I cannot believe it's the end of August, and I almost forgot to post today, which is so unlike me . I also can't believe how time has slipped by so fast and I never updated my past post... but yet again,, if I had shared everything that has gone on before and since my last post... you'd get why I wasn't able to finish that post, or even write my update now.

And even trying to do this now, I have a blazing headache, and I'm more exhausted than I've been in forever, still slightly nauseated from Monday's Dex, Velcade, Cytoxan, and I still have to postpone a detailed update because I'm so exhausted from all the fast track insanity that's gone on in my life in the last month!


Well that quote is not entirely true, lol, but close. Actually, I'm too actively involved in my life, because so much is going on! There are times I just need to stop and "just be a cancer patient", but my life doesn't give me that chance!

So here's the headlines of what I wanted to write about, and may eventually be able to!

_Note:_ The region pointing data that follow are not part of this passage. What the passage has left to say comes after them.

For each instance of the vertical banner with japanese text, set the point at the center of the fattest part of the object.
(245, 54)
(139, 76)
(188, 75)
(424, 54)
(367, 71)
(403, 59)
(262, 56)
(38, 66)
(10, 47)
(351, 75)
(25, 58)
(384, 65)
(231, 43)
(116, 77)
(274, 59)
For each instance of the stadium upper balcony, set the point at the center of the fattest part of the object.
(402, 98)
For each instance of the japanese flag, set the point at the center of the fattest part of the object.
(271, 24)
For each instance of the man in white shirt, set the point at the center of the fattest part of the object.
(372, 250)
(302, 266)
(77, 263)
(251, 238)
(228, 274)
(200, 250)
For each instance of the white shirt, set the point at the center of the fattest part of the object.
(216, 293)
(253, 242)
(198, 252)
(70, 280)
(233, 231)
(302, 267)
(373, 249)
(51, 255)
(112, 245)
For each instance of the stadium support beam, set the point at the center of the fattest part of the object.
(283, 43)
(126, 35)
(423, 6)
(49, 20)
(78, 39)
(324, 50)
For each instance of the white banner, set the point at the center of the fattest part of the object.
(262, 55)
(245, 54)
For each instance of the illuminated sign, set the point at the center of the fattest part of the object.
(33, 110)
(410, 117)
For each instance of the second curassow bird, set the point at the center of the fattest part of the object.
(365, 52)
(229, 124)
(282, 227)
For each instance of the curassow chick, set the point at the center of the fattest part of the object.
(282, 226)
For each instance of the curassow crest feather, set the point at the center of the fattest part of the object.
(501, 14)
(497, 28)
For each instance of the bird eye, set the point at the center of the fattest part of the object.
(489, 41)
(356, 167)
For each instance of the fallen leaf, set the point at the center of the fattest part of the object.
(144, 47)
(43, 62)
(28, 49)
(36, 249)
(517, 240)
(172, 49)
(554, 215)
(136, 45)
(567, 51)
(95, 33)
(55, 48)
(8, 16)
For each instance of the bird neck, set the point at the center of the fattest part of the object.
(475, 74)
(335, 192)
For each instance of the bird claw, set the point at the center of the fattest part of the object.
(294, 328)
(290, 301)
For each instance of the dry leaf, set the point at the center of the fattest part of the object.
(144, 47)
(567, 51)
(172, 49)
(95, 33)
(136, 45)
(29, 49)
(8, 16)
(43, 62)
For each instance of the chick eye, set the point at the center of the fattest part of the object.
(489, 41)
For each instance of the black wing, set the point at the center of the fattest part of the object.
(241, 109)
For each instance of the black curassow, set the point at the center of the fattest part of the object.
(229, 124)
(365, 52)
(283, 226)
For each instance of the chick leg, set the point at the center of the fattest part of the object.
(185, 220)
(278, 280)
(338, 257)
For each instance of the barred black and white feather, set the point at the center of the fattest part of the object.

1- Earlier this month, I actually took the risk and flew to Hawaii for my son's surprise Engagement. What convinced me to go, was his heartfelt comment... "Mom, you're the "only" parent "left"...
2- I don't fly because of my terribly compromised immune system, so this was a HUGE RISK FOR ME
3- This was an Epic Surprise for his girlfriend/fiancee as both her parents have passed..., truly a once in a lifetime event to do this... so I mustered my fears and cautions and went... and so far... knock on wood as they say,... I'm still ok. Don't feel great, but I don't think I'm sick. Just exhausted and "chemo crash sick"
4- Prior to that, and I really hadn't shared with anyone, local, personal, or public... we moved my husband to a Memory Care facility
5- I picked "The Best", 5 star place for him, we moved him in mid July, and it's been the craziest adventure ever since
6- I visited him almost every day, except on my worst chemo crash days
7- Visiting him every day sure gave me a deep insight into those suffering, and I mean SUFFERING from Alzheimer's, Dementia, etc
6- I actually began to feel like a "resident" myself,... super weird, sad, awful, experience
7- Lived with "illness" on so many levels, every day
8- Really felt the difference between what it means to BATTLE Cancer vs SUFFER from a Brain Disease
9- As I've mentioned before, as awful as Cancer is, I'll take it over a Brain Disease
10- Moved my husband OUT of this Memory Care place this past Friday night
11- Hired caregivers at home for 7 days, 12 hour shifts
12- I'm so beat up mentally and physically, I can't even begin to describe all the detail...
13- But as always, I remain so very grateful on so many levels...
14- Soon I will catch up, and really share all this insanity with all of you... if you want to hear the full stories...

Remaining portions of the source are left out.